Sr. Inge zu Besuch in Jujuy/Argentinien

Sr. Inge in der Kita Auf einem Regierungsbüro Fürsorge für jedes Kind Sr. Ulrike mit Ex-Heim-Jungen Sr. Inge verständigt sich herrliche Berge Sr. Ulrike, Sr. Vreni, Sr. Babet Kakteen

Natürlich ist ein Besuch nur befristet und ein ganz kleiner Ausschnitt, doch wir hatten gute Zeiten der Gemeinschaft und des Austauschs.

 

Sr. Vreni nahm mich mit zu Behörden und Ämtern, denn für sie und ihre Mitarbeiterin Chela gehört es leider zu ihrem Alltag, immer wieder dort vorzusprechen, Anträge oder Verträge einzureichen und nachzufragen, was aus den Papieren geworden ist. Die Beamten sind meist sehr freundlich und schätzen den Einsatz für die Kinder, die gesetzlichen Rahmenbedingungen erschweren ihn leider. Ich durfte mich überzeugen, dass die Kindertagesstätte „Arca de Noe“ für viele Kinder und deren Mütter ein Segensort ist.

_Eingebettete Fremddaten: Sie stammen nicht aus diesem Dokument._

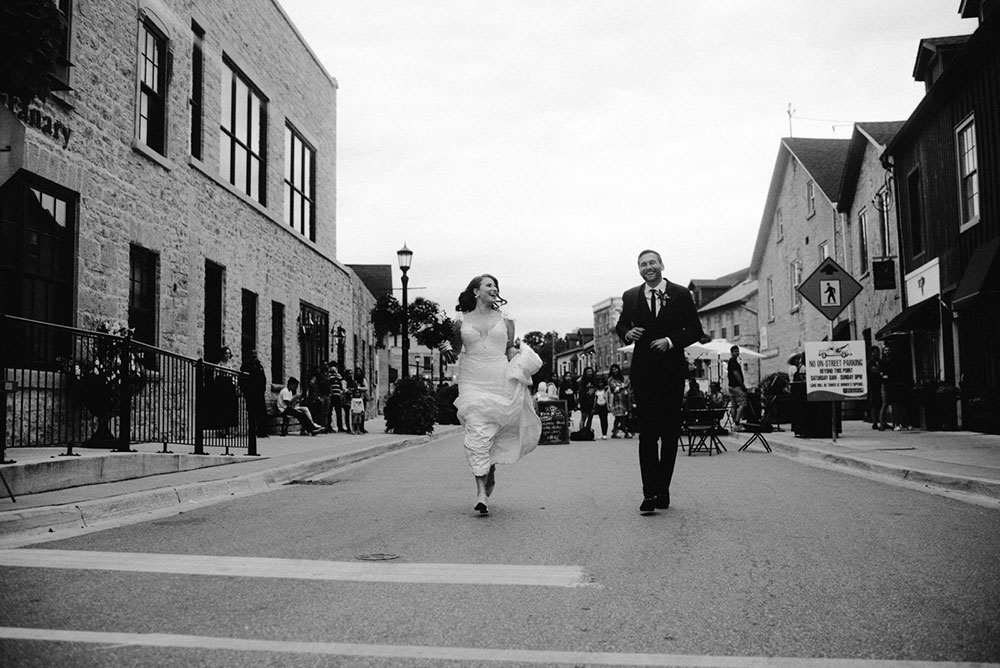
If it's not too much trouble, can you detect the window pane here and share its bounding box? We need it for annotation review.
[235,79,249,143]
[285,125,292,180]
[219,132,232,183]
[233,146,247,192]
[220,70,233,132]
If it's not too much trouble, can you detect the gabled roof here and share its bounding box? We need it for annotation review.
[837,121,905,213]
[882,9,1000,162]
[913,35,972,81]
[750,137,851,277]
[781,137,851,204]
[698,281,757,313]
[688,267,750,290]
[347,264,392,299]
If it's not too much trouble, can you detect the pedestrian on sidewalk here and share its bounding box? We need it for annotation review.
[326,362,350,432]
[438,274,542,515]
[615,250,704,515]
[726,346,750,428]
[276,376,323,436]
[608,364,632,438]
[868,346,882,429]
[240,349,267,438]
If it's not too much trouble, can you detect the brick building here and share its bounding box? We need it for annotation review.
[0,0,378,402]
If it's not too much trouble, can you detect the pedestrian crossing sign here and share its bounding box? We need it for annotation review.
[797,257,861,320]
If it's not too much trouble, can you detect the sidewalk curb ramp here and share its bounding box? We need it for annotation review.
[770,439,1000,501]
[0,431,449,536]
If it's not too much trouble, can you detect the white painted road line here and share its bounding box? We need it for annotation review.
[0,626,1000,668]
[0,549,596,587]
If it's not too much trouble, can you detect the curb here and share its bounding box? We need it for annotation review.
[769,440,1000,501]
[0,430,451,536]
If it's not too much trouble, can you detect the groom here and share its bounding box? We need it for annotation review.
[615,250,703,515]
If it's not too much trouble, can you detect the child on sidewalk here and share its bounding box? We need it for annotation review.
[351,387,365,434]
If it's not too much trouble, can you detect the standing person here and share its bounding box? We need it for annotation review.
[868,346,882,429]
[726,346,749,427]
[615,250,703,514]
[326,362,351,432]
[351,368,368,434]
[608,364,632,438]
[240,349,267,438]
[439,274,542,515]
[276,376,323,436]
[576,366,597,429]
[351,387,368,434]
[594,378,611,441]
[340,369,358,431]
[559,371,576,431]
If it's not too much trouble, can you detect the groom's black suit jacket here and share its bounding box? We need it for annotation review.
[615,281,704,400]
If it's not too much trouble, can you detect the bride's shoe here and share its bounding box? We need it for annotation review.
[486,464,497,498]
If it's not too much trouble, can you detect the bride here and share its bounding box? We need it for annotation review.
[440,274,542,515]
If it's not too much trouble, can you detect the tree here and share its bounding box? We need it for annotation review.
[0,0,66,105]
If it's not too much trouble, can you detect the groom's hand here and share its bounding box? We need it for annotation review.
[625,327,646,343]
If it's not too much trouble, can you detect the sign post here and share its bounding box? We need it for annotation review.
[796,257,868,442]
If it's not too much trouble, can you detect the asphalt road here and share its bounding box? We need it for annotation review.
[0,435,1000,667]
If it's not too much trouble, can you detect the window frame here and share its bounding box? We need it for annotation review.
[219,54,268,206]
[858,207,871,276]
[128,244,159,346]
[955,114,982,232]
[135,16,170,157]
[282,120,316,241]
[788,260,802,313]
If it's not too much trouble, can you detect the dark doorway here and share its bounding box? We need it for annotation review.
[205,260,226,362]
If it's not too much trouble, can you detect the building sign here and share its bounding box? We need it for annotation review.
[0,93,73,148]
[805,341,868,401]
[905,258,941,306]
[797,257,861,320]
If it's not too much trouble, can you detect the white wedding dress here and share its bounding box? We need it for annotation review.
[455,318,542,476]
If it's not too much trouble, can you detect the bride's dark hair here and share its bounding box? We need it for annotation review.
[455,274,507,313]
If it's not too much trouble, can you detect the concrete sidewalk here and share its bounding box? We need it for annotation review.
[0,418,1000,537]
[716,420,1000,507]
[0,417,460,536]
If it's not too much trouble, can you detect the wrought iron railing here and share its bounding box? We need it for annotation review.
[0,315,257,462]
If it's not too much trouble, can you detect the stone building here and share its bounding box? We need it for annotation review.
[750,138,850,376]
[0,0,378,396]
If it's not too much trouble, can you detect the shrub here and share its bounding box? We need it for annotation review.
[385,376,437,434]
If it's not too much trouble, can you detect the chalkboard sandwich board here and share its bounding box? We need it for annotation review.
[538,401,569,445]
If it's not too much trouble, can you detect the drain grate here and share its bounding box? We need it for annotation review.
[285,480,340,485]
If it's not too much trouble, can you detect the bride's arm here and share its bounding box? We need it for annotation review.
[503,318,520,362]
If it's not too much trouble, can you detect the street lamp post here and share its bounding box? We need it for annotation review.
[396,243,413,377]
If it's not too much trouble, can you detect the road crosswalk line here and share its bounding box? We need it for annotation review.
[0,549,597,587]
[0,626,1000,668]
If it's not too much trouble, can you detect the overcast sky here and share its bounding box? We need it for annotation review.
[279,0,976,334]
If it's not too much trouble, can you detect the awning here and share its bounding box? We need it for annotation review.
[951,237,1000,311]
[875,295,941,339]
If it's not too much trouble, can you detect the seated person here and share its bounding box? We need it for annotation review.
[684,378,705,403]
[707,381,728,408]
[276,376,323,436]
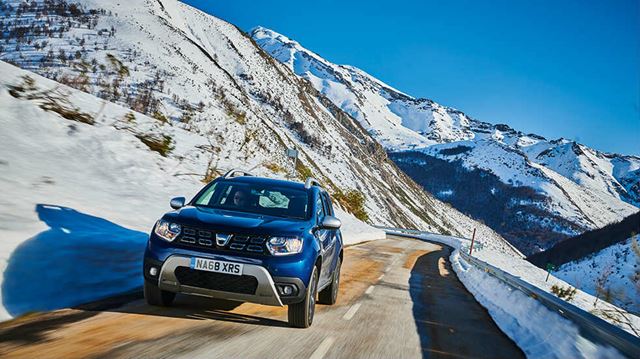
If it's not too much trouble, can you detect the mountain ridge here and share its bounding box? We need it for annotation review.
[250,27,640,253]
[0,0,520,256]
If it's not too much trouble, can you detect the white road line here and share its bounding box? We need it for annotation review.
[364,285,376,294]
[438,257,449,277]
[342,303,360,320]
[309,337,336,359]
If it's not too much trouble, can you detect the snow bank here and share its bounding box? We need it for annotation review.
[0,62,384,320]
[392,233,640,358]
[553,236,640,313]
[451,251,623,358]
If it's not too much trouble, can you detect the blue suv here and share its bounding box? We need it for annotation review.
[143,170,343,328]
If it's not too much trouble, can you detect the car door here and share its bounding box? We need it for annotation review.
[320,192,336,288]
[315,194,329,286]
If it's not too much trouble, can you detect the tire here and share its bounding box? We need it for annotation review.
[288,266,318,328]
[318,258,342,305]
[144,279,176,307]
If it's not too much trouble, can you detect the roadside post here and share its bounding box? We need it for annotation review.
[469,228,476,257]
[287,147,298,179]
[544,263,556,282]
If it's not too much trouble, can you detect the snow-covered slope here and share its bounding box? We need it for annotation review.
[251,27,640,253]
[0,0,512,242]
[0,0,517,317]
[0,62,385,320]
[554,235,640,314]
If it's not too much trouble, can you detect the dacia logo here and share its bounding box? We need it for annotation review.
[216,233,232,247]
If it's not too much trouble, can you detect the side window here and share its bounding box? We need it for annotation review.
[316,196,324,222]
[196,183,217,206]
[322,192,334,216]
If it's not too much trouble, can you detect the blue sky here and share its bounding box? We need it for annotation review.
[186,0,640,155]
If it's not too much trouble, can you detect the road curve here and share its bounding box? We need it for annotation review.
[0,237,524,359]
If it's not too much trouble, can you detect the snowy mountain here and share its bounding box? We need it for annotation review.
[0,0,510,251]
[527,213,640,314]
[251,27,640,253]
[554,235,640,314]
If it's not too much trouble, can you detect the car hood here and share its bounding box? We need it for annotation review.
[164,206,308,235]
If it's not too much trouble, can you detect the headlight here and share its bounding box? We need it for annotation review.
[154,219,182,242]
[267,237,302,256]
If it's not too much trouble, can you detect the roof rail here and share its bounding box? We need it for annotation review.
[223,168,253,178]
[304,177,322,189]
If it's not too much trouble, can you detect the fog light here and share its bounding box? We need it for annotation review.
[276,284,298,296]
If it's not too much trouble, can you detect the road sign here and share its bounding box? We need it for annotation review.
[287,148,298,158]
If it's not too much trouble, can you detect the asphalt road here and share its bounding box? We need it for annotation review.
[0,238,524,358]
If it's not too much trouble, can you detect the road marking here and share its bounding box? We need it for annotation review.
[342,303,360,320]
[438,257,449,277]
[364,285,375,294]
[309,337,336,359]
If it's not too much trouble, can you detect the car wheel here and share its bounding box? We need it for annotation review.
[288,266,318,328]
[144,279,176,307]
[318,258,342,305]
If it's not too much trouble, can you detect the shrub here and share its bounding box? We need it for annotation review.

Die Kinder werden sehr gut versorgt und betreut von einem tollen sehr engagierten Mitarbeiterteam. Gerne geben sie ihren Glauben an die Kinder und Mütter weiter.

 

Auch im Kinderheim „Hogar del Sol“ leben und arbeiten engagierte begeisterte Mitarbeiter und Mitarbeiterinnen, die inzwischen Freunde und Geschwister geworden sind. Gemeinsam beten sie für die ihnen anvertrauten Kinder. Sr. Babet ist fast rund um die Uhr in Bereitschaft, wenn die Kinder oder Mitarbeiter etwas benötigen. Zusammen mit Sr. Ulrike ist sie abwechselnd unterwegs mit einem oder mehreren Kindern zu den verschiedensten Ärzten, denn im Heim leben nicht nur einige schwer kranke, sondern auch mehrere verhaltensgestörte Kinder. Alle haben eine schwierige Familien-Geschichte und benötigen deshalb besonders viel Liebe und Zuwendung. Immer wieder kommen ehemalige Kinder zu Besuch. So z.B. Daniel - er berichtete freudig, dass er nun eine feste Anstellung in einem Sportgeschäft bekommen hat. Nach seinem Weggang im Hogar hatte er eine schwere Zeit. Er hatte sich manches leichter vorgestellt und gewünscht. Durch falsche Freunde kam er auf einen schlechten Weg. Doch er hat es geschafft, aus dem schlechten Umfeld rauszukommen. Gern denkt er an die Zeit im „Hogar“ zurück. Der Kontakt zu den Schwestern blieb erhalten. So schaut er immer wieder vorbei. Weitere ehemalige „Hogar-Kinder“ sind durch die sozialen Netze miteinander verbunden und helfen sich gegenseitig.

 

Es war auch sehr schön, die kleine Gemeinde am Ort kennenzulernen. Manche Lieder, mind. die Melodien, waren mir vertraut. Gott wird an allen Orten angebetet.

 

Der Norden Argentiniens mit seinen bunten weitläufigen Bergen und die vielen Kakteen erinnern an Karl May und seine Winnetou-Geschichten. An den freien Zeiten der Schwestern durfte ich diese wunderbare Landschaft erleben. Bei all dem Vielerlei ist es gut, zwischendrin die Stille an abgeschiedenen Orten oder in den Bergen zu finden. Ich bin sehr dankbar über Gottes Wirken und Segnen an diesem Ort.